The research examined 17 previous studies which took place prior to March 2023.
Drawing on previous studies, the researchers explain mixing energy drinks with alcohol can 'mask physiological cues', resulting in the drinker feeling more stimulated opposed to sedated the more they drink.
The researchers wrote: "This phenomenon, known as 'wide awake drunkenness' results in numerous problems, including impaired ability to judge one's intoxication level, desire to keep drinking, reduced risk assessment skills, and greater risk-taking."
The study - published in Science Direct - revealed alcohol mixed with energy drink use is 'significantly associated with aggressive behaviours'.
The results of the studies point to those who consume alcohol mixed with energy drinks being more likely to be both the perpetrator and victim of physical fights and 'bullying' behaviour compared to those who just drink alcohol.
Those who enjoy alcohol energy drink mixes were also found twice as likely to 'take advantage of another sexually'.
However, the study concluded 'more nuanced studies' are needed as it's not specifically the drink combination which makes people more violent - the people who order alcohol energy drink mixes equally as aggressive on nights they drink alcohol alone.
So, ultimately, it might not be the alcohol and energy drink mix which causes aggression, but the type of person who orders it could exhibit more violent tendencies than someone who sticks to alcohol and another mixer.
But what's the solution?
Professor Amie Haas, a co-author on the study, told Mail Online: "Imposing a ban after 11:00pm could help if it reduced the number of consumers getting intoxicated on alcohol energy drink beverages."
Although, the professor resolves: "Establishments who choose to serve these mixes should be aware that violence may be more likely to happen. But it is not solely attributable to drinking alcohol-energy drink mixes.

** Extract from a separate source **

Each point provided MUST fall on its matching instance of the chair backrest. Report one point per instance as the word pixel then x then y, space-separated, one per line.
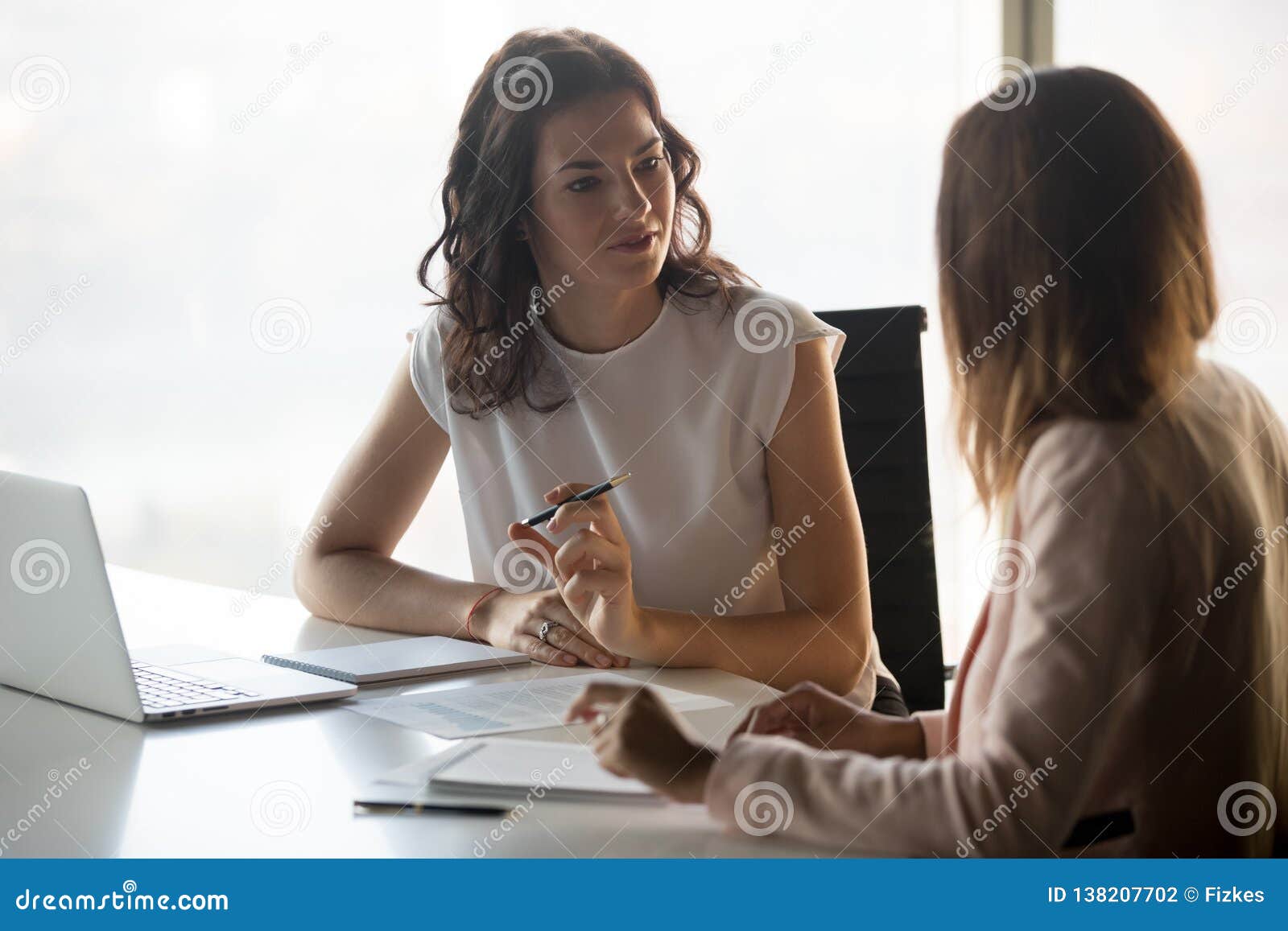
pixel 884 428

"Banning the mixes at establishments may reduce violence, but it may be because it is deterring alcohol energy drink consumers from drinking at public establishments not due to the kind of beverages they serve."
Chief executive of the Institute of Alcohol Studies, Dr Katherine Severi, notes a 'particular concern' over the marketing of alcohol energy drink mixtures.
Dr Severi adds young people are the ones 'predominantly targeted' to buy the drinks, despite already being 'more likely to be victims of violence in the night-time economy,' resolving the government and authorities should be concerned.
Chair of Alcohol Health Alliance Professor Sir Ian Gilmore stated: "We welcome policies that aim to reduce alcohol-related violence."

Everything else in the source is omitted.